In February 2018 Gulsen left SuperTrash. Four weeks later the company filed for bankruptcy leaving behind of debt.

==Awards==
- 2008: Jackie Magazine – Fashion Entrepreneur of the Year
- 2010: Amsterdam Business Award
- 2010: Marie Claire Prix de la Mode – Best Fashion Entrepreneur of 2010

==Collaborations==
- 2009: Gulsen becomes the face of the new Philips Senseo coffee maker
- 2010: SuperTrash creates a Special Edition Dutch Dress for Bavaria
- 2010: Gulsen becomes the face of Samsung
- 2012: SuperTrash creates a European Championship dress for Albert Heijn
- 2013: SuperTrash creates a dress to celebrate the 25th anniversary of Disneyland Paris
- 2013: Gulsen becomes ambassador for the first Global Kids Fashion Week in London
- 2013: Gulsen becomes ambassador for international non-profit foundation Challenge Day

==Television appearances==
- 2009: Holland's Next Top Model: guest jury member
- 2010: Project Catwalk (The Netherlands): guest jury member
- 2010: De Wereld Draait Door: regular guest
- 2011: Project Catwalk (The Netherlands): main jury member
- 2012: The Face (The Netherlands): main mentor
- 2013: The Daily Buzz: Gulsen has her own fashion segment on the US show
- 2018: Wie is de Mol?: contestant

==SuperTrash==
The SuperTrash brand specializes in dresses, tops and pants. A shoe line was added to the collection in 2009, featuring primarily high-heeled shoes supplemented by glamorous flats. Later that year a denim collection named STenim was launched. In 2010, five brand stores were opened in The Netherlands (in Utrecht, The Hague, Laren, Maastricht and Eindhoven), one in Ibiza and several shop-in-shops. Additionally, brand stores in Amsterdam and Rotterdam opened in 2011. In 2012 the label expanded internationally, opening up a store and Headquarters on London's Carnaby Street and New York's Prince Street (permanently closed).
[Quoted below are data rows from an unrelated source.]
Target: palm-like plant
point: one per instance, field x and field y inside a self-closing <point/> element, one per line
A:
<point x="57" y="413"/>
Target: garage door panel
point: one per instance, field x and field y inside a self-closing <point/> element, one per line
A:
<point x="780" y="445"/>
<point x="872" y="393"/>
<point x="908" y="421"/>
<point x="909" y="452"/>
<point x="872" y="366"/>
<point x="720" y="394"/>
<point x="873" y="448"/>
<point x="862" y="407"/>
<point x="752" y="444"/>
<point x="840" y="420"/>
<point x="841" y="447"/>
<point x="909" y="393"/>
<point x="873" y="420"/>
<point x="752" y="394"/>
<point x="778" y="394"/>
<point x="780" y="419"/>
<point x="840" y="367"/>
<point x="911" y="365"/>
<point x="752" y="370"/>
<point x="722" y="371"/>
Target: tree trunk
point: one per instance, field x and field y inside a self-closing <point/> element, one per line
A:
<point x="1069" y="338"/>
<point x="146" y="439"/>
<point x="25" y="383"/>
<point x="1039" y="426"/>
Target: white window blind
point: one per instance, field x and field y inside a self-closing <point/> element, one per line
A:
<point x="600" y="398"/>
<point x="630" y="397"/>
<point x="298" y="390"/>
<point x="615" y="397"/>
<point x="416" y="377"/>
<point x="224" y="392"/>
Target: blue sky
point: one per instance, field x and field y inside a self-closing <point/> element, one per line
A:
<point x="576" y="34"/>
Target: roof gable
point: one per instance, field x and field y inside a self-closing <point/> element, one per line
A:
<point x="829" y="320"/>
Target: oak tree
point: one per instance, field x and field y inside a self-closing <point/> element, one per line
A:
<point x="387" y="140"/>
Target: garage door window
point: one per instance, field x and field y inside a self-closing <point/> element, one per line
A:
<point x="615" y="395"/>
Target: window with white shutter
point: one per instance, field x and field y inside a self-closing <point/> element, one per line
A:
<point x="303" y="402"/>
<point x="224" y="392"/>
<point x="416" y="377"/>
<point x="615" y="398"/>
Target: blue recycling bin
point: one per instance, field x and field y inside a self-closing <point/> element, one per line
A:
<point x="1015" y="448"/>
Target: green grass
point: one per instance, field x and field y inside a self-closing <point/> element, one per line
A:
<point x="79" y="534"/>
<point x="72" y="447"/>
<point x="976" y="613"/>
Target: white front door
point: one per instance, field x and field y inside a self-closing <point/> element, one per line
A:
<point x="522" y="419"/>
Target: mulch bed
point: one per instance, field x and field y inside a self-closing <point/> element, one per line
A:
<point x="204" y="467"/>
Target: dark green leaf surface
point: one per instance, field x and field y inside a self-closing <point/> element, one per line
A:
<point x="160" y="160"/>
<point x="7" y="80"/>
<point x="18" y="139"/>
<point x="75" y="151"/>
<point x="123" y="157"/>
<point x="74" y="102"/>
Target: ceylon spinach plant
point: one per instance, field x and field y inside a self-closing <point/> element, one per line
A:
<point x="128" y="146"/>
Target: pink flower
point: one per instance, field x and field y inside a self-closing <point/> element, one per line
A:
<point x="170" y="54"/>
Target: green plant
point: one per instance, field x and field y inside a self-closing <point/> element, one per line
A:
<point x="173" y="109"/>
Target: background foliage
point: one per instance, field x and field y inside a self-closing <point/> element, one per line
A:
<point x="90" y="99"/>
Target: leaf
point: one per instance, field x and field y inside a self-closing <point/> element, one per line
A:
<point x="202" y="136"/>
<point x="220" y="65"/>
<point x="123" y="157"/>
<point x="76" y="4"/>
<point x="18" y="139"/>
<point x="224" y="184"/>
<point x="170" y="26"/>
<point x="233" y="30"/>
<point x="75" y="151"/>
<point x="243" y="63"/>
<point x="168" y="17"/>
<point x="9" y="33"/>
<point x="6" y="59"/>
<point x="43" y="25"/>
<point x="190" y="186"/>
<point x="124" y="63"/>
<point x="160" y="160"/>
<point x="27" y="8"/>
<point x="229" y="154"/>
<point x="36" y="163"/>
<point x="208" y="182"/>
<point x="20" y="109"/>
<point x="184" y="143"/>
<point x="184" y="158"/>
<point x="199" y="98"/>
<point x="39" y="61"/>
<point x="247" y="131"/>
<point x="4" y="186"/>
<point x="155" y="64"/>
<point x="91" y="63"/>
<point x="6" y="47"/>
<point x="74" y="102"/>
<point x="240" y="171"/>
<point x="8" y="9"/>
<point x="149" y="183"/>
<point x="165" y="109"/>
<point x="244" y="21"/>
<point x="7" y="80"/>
In total there are now 15 brand stores internationally, including Antwerp, Gent and Wijnegem in Belgium. The brand also introduced its new label ST. Girls in 2012 to fashionably dress 6- to 16-year-olds. SuperTrash has also launched its own fragrance, Phenomenal and a range of nail polishes. In 2013 SuperTrash has evolved into a lifestyle brand instead of primarily a fashion label.

==Personal==
Olcay Gulsen lives in Amsterdam and London. She was engaged to footballer Edgar Davids in 2006 but they split in 2012. In 2019 she started a relationship with radio deejay Ruud de Wild. The couple separated in 2023.